Giovanni Forti (1954-1992) è stato un giornalista italiano, omosessuale dichiarato.
A 19 anni entra nel quotidiano comunista “Il manifesto”, quindi è inviato di “Reporter”, quotidiano fondato, tra gli altri, da Enrico Deaglio e Adriano Sofri. Poi passa all'”Europeo”, e quindi all’ “Espresso”, di cui diventerà corrispondente da New York.
Dopo un periodo d’incertezza, nel corso del quale ha anche una relazione eterosessuale con Giovanna Pajetta, figlia di Giancarlo Pajetta da cui nasce un figlio, fa coming out come gay, e aderisce al neonato movimento di liberazione omosessuale. Organizza anche a Genova un incontro fra i militanti gay legati all’area della sinistra extraparlamentare e collabora col periodico gay “Lambda”.
Nel 1987 scopre di essere sieropositivo. Parla pubblicamente della sua condizione, diventando così una delle prime persone in Italia a discutere in prima persona, e a dare testimonianza, della condizione sociale e umana della persona sieropositiva o con Aids.

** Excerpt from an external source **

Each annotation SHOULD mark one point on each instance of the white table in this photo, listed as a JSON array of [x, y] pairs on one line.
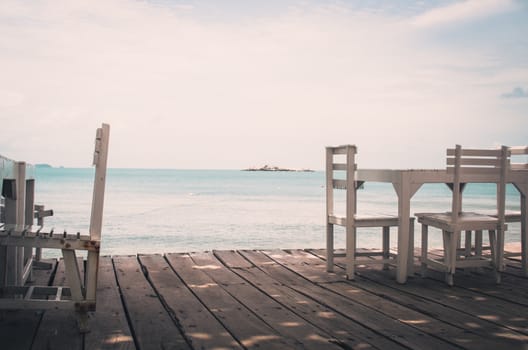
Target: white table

Di famiglia ebraica, nel 1991 Forti si unisce simbolicamente con rito ebraico al giornalista americano Brett Shapiro, che aveva conosciuto nel 1990. Il rito di benedizione (perché di questo si trattava, anche se la stampa italiana parlò impropriamente di “matrimonio gay” con rito ebraico) viene celebrato in una sinagoga gay americana. Il settimanale L’espresso, per cui scrive Forti, pubblica le foto del “matrimonio”, che fanno molto effetto sull’opinione pubblica.
Dopo la cerimonia, i due vivono insieme, a Roma, con il figlio adottivo di Shapiro, Zac, e con il figlio biologico di Giovanni Forti.
L’ultimo anno
Il 16 febbraio 1992 Forti pubblica su l’Espresso una cronaca limpida, ed insieme ottimista, della sua malattia, che ormai è in fase avanzata.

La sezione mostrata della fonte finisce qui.